The Pursuit of God

September 19th, 2006

"Let any man turn to God in earnest, let him begin to exercise himself unto godliness, let him seek to develop his powers of spiritual receptivity by trust and obedience and humility, and the results will exceed anything he may have hoped in his leaner and weaker days."

Reading Tozer has revealed my leanness, weakness, emptiness. I can say no more.

Inertia

September 7th, 2006

Ertia is motion (a guess); in = not. Thus the word to consider is in-ertia.

A glance at the dictionary tells me a related word is inert as in inert ingredients meaning inactive ingredients.

So whether ertia means motion, the definition stands. Inertia is lack of motion. For me it is lack of motion to get off the ground (figuratively speaking). A project or assignment just won’t happen unless that enormous anti-gravity effort is made and then, well, it’s not so bad. The issue is timing. Grab it, wrestle it, make it happen, stay on course, fight, persevere, reason, ‘grab it and growl’ and inertia fades.

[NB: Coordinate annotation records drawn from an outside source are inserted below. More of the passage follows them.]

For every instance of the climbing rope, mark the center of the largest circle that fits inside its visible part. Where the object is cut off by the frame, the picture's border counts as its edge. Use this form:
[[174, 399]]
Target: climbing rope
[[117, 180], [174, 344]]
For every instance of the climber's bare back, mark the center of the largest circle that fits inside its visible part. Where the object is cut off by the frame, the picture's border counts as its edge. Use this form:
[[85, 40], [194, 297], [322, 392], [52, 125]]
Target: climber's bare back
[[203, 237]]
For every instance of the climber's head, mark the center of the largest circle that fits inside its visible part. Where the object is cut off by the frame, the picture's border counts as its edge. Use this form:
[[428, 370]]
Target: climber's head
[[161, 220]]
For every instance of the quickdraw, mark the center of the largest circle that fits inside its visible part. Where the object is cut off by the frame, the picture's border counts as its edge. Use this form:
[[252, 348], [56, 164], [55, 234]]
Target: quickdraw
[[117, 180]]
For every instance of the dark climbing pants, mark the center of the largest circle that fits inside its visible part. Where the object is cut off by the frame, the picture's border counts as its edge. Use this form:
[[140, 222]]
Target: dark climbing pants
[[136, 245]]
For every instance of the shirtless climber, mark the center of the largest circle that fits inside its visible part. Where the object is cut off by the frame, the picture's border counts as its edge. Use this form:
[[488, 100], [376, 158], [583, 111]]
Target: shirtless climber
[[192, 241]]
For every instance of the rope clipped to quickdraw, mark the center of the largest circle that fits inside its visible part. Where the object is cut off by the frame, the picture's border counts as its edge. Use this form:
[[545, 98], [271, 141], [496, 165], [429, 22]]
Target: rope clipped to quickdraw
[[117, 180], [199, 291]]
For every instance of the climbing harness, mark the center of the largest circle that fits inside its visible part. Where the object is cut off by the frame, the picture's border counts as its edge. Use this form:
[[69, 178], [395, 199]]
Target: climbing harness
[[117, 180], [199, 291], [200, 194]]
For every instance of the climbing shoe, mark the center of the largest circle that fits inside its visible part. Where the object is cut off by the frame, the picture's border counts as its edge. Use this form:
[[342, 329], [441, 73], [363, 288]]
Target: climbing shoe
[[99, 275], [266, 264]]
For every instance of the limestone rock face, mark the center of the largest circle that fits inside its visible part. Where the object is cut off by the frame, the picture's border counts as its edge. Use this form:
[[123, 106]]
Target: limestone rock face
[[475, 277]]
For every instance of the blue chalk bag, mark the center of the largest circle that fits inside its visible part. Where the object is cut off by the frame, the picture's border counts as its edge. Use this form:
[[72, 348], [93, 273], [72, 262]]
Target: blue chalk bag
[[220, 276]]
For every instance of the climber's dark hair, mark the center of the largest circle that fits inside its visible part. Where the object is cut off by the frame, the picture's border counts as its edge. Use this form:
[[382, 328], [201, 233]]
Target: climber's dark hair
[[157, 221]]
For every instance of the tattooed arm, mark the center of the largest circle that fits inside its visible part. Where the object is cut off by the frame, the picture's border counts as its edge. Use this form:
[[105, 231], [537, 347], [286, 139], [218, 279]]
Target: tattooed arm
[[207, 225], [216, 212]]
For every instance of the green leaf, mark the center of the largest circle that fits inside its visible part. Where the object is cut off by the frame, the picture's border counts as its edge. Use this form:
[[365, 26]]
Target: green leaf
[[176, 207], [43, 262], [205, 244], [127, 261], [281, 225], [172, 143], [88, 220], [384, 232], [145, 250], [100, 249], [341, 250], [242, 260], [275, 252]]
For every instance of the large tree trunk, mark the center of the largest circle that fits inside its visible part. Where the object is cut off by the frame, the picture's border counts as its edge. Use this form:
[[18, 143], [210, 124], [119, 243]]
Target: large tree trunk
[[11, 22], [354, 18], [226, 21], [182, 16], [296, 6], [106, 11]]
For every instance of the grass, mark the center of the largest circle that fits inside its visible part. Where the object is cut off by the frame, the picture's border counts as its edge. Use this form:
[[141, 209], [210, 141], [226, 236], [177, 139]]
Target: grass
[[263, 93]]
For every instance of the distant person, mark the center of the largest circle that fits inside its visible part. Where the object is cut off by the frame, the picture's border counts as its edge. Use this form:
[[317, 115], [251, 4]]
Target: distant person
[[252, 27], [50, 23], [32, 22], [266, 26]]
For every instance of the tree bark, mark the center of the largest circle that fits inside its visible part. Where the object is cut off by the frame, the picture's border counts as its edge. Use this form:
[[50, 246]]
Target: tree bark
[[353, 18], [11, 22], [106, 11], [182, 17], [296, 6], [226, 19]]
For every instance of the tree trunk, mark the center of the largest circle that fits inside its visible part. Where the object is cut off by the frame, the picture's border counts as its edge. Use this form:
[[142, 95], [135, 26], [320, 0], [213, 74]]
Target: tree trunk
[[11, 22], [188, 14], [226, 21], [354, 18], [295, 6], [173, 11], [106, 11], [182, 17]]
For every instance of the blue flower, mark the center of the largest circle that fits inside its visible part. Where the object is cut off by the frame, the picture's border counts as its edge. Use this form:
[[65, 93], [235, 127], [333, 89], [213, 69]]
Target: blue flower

There are often good reasons for inertia but I’m not going there this morning. My task is to slay the dragon, identify the goal, go after it, and win.

A glance at the clock reminds me that inertia will win if I don’t get on the move. Inertia? Never heard of it.

 

Lord, We Call Out to You

September 5th, 2006

The centuries have found countless people who said, "Lord, teach us to pray." I am one who needs to be taught, one who needs to learn, one who needs to give it time so there can be the possibility of learning.

Who prays? Everyone. Anyone who asks is praying.

In the Christian prayer, we ask of God. And surely this is central, for what good father does not delight in hearing and meeting the needs of his children? We hear much reminding about the need to praise and give thanks and confess and commune and on and on. All true — I know it by text and by practice. And I also know how prone I am to just asking.

We pray when we have no where else to turn. We pray when we need comfort. We pray about perfunctory things that seem beyond us — like rasing our children. We pray about impossible things — like cancer and death. To learn prayer, though, surely means more. Is asking the entry? I believe it is, for asking is praying is asking.

But no relationship is one dimensional like that. To know God — this universally stated yearning of Christians — can never be reality without prayer that is more than asking. And yet, as I ponder this, I think I see that the asking is the gate to all else.

If we really want an answer, we will wait. We will listen. We will keep asking. We will ask better questions. We will listen some more. And maybe, if we really want to hear badly enough, we will wait and listen and prayer will become communion instead of monologue.

"Lord, we call out to you. Teach us to pray."

Comes the answer I believe, if we will hear: "No better question. Will you wait long enough to let me?"

A Friend is Lost

September 3rd, 2006

 

A friend is lost. What can I do for one whose broken past revisits, embracing in his own life that which he despised in younger days; dreaming he can really make it right; bearing the weight of parent’s sin; picking it up again? What can I do?

Can reason help? It is barren, and so seems prayer. Slippery slopes are theory; but when one is sliding, nearly out of reach — what to do?

Does God care? He is the Father of the great parable, receiving the broken child with longing and gladness. But must my friend eat the rind again, knowing double its bitterness, creating anew that which pained him so much at the hand of others?

Must the ’shade of God’s hand’, the driving beat of His loving pursuit, find him tasting more the dust of death?

As said Chambers, sometimes God has to ruin us in order to save us.

Must my friend be ruined? I do not want it; my heart breaks for it. Enough with brokenness — let my friend live and be whole!

I pray to the One who pulled me from the pit. I ask Him to do the same for my friend. May he finally rest in that Love which will not let him go.